For over 90 years, the Davis-Bacon Act and Related Acts have enjoyed bipartisan support. Regardless of party control, Congress has consistently applied prevailing wage requirements to a broad range of federally assisted projects because such laws help workers maintain a decent standard of living while ensuring that taxpayers receive a fair value for their investment. Under prevailing wage laws, contractors must compete for work on the basis of who can best train, best equip and best manage a construction crew – not on the basis of who can assemble the cheapest, most exploitable workforce. As is, the construction industry is awash with illegal labor practices, including wage theft, the exploitation of undocumented workers, cash only payments, and employee misclassification. By ignoring federal and state labor laws, low-road contractors are able to save 30 percent or more in labor costs. Brazen lawbreaking has become the norm in many pockets of the construction industry. Prevailing wage laws help minimize such practices by setting a wage floor and requiring proactive government oversight by the U.S. Department of Labor (DOL) and contracting agencies.
Prevailing wage laws promote middle-class pathways and protect all workers against exploitation regardless of race, ethnicity and gender. Contrary to the claims of pro-business, anti-worker groups, studies consistently show that prevailing wage laws do not have a discriminatory effect. They level the playing field for contractors, preventing employers from discriminating against any particular group of workers by paying them less. In fact, peer-reviewed studies show that prevailing wage reduces the racial wage disparity in construction by up to 53 percent.
The prevailing wage is not a “union” wage. DOL establishes prevailing wages by county, for each classification of worker, based on survey data it collects from construction projects in the area. Anyone can participate in DOL’s wage surveys: contractors, contractor associations, labor organizations, public officials and other interested parties. Without this wage floor, bidding in federal procurement would produce a race to the bottom in wages and benefits, resulting in higher poverty rates, increased dependency on public assistance, and lower tax revenues. Prevailing wages do not affect construction costs.

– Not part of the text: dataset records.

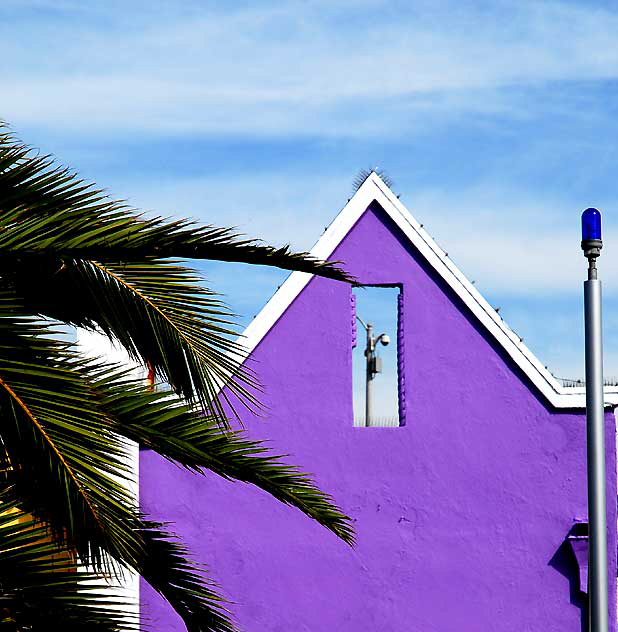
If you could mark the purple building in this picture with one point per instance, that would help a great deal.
(468, 512)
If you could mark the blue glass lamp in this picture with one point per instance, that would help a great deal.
(591, 233)
(591, 224)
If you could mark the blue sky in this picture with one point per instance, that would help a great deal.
(496, 122)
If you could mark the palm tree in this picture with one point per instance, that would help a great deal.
(70, 255)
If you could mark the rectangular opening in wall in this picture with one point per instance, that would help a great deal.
(376, 365)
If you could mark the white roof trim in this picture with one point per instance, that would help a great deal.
(372, 189)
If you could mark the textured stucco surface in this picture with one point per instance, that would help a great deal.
(461, 515)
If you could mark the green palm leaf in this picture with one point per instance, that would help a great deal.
(155, 309)
(40, 582)
(157, 421)
(69, 254)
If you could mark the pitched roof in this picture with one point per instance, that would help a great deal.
(374, 189)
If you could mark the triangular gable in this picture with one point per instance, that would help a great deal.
(374, 189)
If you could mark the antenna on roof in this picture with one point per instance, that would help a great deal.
(363, 174)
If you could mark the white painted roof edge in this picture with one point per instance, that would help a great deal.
(372, 189)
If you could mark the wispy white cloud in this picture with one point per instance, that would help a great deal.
(302, 68)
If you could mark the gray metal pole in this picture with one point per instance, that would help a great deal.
(595, 431)
(369, 376)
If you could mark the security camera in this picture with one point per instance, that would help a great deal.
(385, 339)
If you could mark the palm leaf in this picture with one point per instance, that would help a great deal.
(184, 436)
(155, 309)
(40, 583)
(47, 210)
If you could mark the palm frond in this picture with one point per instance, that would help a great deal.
(47, 210)
(164, 424)
(41, 583)
(64, 462)
(155, 309)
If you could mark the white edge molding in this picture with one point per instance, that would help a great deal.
(374, 189)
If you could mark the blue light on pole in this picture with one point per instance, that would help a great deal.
(595, 427)
(591, 224)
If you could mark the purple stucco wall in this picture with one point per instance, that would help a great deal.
(461, 515)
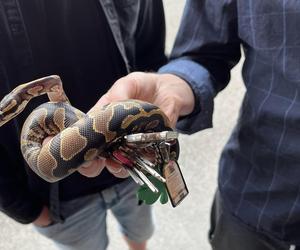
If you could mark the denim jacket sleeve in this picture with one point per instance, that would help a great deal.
(206, 48)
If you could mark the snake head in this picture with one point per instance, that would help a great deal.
(9, 108)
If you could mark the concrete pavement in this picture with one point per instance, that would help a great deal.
(182, 228)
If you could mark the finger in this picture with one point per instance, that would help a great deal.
(47, 139)
(93, 168)
(116, 169)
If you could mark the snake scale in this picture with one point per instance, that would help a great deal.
(78, 137)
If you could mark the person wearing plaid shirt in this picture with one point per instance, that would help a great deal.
(257, 204)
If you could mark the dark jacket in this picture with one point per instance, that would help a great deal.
(90, 46)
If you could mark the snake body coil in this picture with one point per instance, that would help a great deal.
(78, 137)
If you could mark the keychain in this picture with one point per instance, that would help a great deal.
(149, 161)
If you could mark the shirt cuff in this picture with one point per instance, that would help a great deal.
(200, 81)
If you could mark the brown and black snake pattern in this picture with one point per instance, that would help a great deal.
(78, 137)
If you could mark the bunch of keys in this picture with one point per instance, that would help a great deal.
(151, 161)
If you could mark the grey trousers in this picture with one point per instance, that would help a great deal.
(226, 233)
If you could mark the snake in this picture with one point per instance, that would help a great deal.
(77, 137)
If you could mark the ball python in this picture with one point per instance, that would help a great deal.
(78, 137)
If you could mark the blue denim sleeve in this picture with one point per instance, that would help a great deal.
(199, 80)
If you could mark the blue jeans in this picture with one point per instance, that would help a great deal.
(85, 224)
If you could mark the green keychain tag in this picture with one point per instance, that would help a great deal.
(148, 197)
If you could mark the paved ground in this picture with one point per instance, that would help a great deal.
(185, 227)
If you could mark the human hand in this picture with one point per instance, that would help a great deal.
(169, 92)
(44, 219)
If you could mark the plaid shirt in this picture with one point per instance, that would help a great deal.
(259, 176)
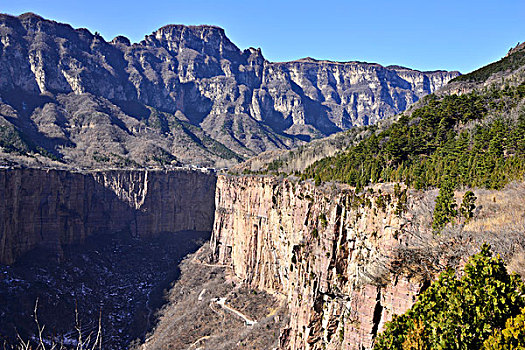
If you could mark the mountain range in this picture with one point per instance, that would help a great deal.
(183, 95)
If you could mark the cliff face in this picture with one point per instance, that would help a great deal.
(53, 208)
(328, 251)
(184, 93)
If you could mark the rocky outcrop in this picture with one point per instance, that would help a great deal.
(51, 208)
(183, 94)
(329, 251)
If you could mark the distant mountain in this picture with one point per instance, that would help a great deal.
(185, 94)
(499, 86)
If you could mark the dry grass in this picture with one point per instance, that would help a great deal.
(499, 220)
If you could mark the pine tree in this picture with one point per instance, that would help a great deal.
(445, 209)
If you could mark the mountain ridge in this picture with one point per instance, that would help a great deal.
(183, 95)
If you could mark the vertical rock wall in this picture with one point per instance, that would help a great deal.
(328, 251)
(51, 208)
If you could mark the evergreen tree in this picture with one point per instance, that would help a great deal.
(445, 209)
(461, 313)
(468, 205)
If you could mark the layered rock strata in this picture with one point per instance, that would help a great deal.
(329, 251)
(51, 208)
(184, 93)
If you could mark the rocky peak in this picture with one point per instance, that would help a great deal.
(205, 39)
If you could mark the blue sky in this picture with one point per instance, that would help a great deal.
(426, 35)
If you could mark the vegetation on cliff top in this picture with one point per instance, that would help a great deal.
(467, 312)
(476, 140)
(511, 62)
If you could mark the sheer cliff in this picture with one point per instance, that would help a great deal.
(183, 94)
(53, 208)
(346, 262)
(329, 252)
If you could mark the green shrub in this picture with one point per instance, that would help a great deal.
(458, 312)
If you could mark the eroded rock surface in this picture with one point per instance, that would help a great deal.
(52, 208)
(330, 252)
(183, 94)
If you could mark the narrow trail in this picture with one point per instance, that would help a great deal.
(222, 303)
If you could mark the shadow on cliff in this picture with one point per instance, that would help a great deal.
(126, 278)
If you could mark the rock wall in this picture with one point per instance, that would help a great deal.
(51, 208)
(186, 91)
(329, 251)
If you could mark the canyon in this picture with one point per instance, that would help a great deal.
(314, 267)
(53, 208)
(324, 252)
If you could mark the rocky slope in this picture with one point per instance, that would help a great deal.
(327, 251)
(183, 94)
(347, 262)
(53, 208)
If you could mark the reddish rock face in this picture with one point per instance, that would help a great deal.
(328, 251)
(52, 208)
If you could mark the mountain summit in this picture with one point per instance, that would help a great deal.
(185, 94)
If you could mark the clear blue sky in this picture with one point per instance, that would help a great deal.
(426, 35)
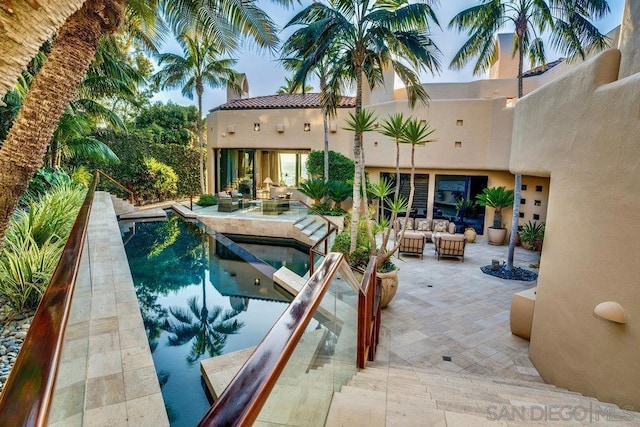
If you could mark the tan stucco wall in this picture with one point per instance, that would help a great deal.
(582, 130)
(484, 134)
(23, 32)
(506, 67)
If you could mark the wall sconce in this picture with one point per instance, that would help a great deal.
(611, 311)
(268, 182)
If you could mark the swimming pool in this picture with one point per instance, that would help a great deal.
(199, 299)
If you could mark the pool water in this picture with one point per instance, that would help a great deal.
(197, 302)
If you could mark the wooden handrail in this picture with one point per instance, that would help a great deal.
(27, 395)
(242, 400)
(368, 315)
(117, 184)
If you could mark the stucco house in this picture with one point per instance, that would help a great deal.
(573, 136)
(251, 139)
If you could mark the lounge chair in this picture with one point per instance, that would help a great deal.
(412, 242)
(226, 204)
(449, 245)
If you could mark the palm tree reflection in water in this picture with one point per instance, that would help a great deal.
(206, 329)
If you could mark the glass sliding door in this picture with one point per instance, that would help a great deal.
(236, 171)
(420, 196)
(455, 200)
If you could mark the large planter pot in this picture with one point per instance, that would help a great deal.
(470, 234)
(496, 235)
(388, 285)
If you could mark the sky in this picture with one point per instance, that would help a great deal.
(265, 75)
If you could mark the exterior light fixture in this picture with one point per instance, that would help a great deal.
(611, 311)
(268, 182)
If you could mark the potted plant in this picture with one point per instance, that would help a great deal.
(532, 235)
(497, 198)
(470, 234)
(367, 243)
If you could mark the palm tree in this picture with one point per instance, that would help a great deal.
(571, 32)
(359, 39)
(199, 66)
(206, 329)
(394, 127)
(291, 87)
(74, 48)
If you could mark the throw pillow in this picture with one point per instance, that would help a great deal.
(424, 225)
(406, 224)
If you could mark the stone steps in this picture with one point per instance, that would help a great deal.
(405, 396)
(310, 229)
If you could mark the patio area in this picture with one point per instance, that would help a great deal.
(450, 309)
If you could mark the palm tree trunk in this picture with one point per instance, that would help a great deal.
(325, 124)
(384, 256)
(518, 179)
(54, 86)
(397, 190)
(203, 190)
(357, 159)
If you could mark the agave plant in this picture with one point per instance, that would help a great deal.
(314, 188)
(338, 191)
(497, 198)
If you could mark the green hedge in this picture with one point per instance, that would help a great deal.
(341, 168)
(134, 148)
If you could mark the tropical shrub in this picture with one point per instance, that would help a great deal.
(341, 168)
(497, 198)
(44, 180)
(207, 200)
(164, 180)
(315, 189)
(33, 244)
(532, 235)
(81, 176)
(133, 148)
(339, 191)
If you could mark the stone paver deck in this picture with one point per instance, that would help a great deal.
(450, 308)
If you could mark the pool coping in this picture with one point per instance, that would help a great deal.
(122, 385)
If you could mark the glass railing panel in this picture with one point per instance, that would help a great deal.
(67, 405)
(322, 362)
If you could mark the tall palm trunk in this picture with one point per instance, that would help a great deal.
(325, 125)
(517, 195)
(54, 86)
(200, 91)
(357, 159)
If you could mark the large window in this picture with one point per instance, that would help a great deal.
(455, 200)
(419, 205)
(236, 171)
(247, 170)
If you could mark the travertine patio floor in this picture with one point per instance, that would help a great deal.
(450, 308)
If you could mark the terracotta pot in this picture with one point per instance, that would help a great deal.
(470, 234)
(388, 285)
(496, 235)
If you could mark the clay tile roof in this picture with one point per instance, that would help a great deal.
(282, 101)
(542, 68)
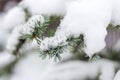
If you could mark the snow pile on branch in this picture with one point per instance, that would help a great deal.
(91, 20)
(55, 7)
(5, 59)
(53, 42)
(15, 17)
(32, 23)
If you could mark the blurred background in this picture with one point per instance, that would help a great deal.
(31, 66)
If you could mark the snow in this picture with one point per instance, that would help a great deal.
(5, 59)
(80, 70)
(53, 42)
(117, 77)
(13, 39)
(90, 20)
(55, 7)
(14, 17)
(115, 20)
(28, 28)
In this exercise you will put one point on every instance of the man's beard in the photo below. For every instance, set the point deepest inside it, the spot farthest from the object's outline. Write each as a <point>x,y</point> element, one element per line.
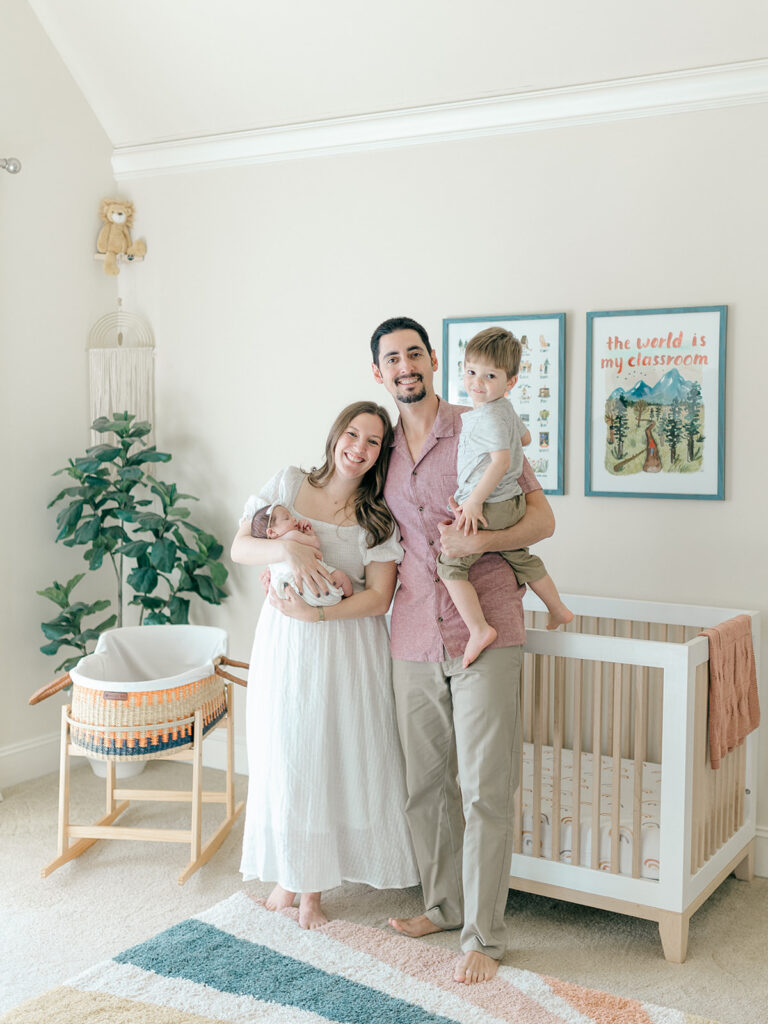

The preponderance of independent, peer-reviewed studies show that prevailing wages have no impact on construction costs. This is because construction labor costs comprise a low share of total project costs. And high-road contractors who pay family-sustaining wages and benefits are able to offset the hourly labor costs attributable to prevailing wages by hiring and retaining the most skilled and productive workers. Further, in an economy where qualified craft workers are in high demand, prevailing wage laws promote workforce development and recruitment by incentivizing registered apprenticeship programs.